In the field of educational software, there have been many ‘games’ that claimed “develops problem-solving skills”. This wasn’t accurate, as most of them required problem-solving skills, but there was no development. Development would require assessing performance and providing feedback. And that’s what we want to do to develop these skills.
So my suggestion is to layer on these requirements across the curriculum, and assess them separately. The skills, like organizing, problem-solving, communicating, researching, etc, are naturally part of an activity-based curriculum, but need to be deliberately inserted at reasonable rates and tracked. It’s not hard, you choose this assignment (task/activity/practice) to include a presentation, that one to require research, another to require a design task, etc. And you assess them across assignments.
So, you look at their repeated performance on each skill at each time they’re inserted. You can provide support and gradually remove it (as you do for other skill-development practice).

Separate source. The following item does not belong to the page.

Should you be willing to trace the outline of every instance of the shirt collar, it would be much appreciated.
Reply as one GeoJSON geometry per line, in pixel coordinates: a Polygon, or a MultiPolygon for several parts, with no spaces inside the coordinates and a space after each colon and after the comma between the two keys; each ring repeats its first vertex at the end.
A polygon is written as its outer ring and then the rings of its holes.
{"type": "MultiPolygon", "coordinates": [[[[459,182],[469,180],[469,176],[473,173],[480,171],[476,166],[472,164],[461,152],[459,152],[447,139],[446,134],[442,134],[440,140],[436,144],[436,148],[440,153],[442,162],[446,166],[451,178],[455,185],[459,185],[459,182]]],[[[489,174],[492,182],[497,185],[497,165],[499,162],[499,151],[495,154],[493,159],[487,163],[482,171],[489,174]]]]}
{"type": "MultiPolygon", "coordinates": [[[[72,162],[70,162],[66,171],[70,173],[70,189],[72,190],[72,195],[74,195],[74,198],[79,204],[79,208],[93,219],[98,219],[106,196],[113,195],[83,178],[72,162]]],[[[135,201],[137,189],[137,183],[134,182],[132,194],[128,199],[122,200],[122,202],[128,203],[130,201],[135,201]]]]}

The point is to not only develop the learner’s ability to acquire the curricular skills, but also to acquire the meta-skills. For instance, if you are helping people acquire job skills, you are also developing their ability to hold the job, and self-improve over time.
Think of it this way. People acquire a job by their ability to do X, but they will need to know how to work in a job context regardless of whether it’s X, Y, or Z. Also, X will change to X+ and X++ over time, and the skills to keep up to date and move up require the meta-skills.
I think of this as one of the pillars of a successful education practice; develop the learners not only in the domain, but as learners. Developing them as people, not only as practitioners of a competency. I think this is a practical approach, what do you think?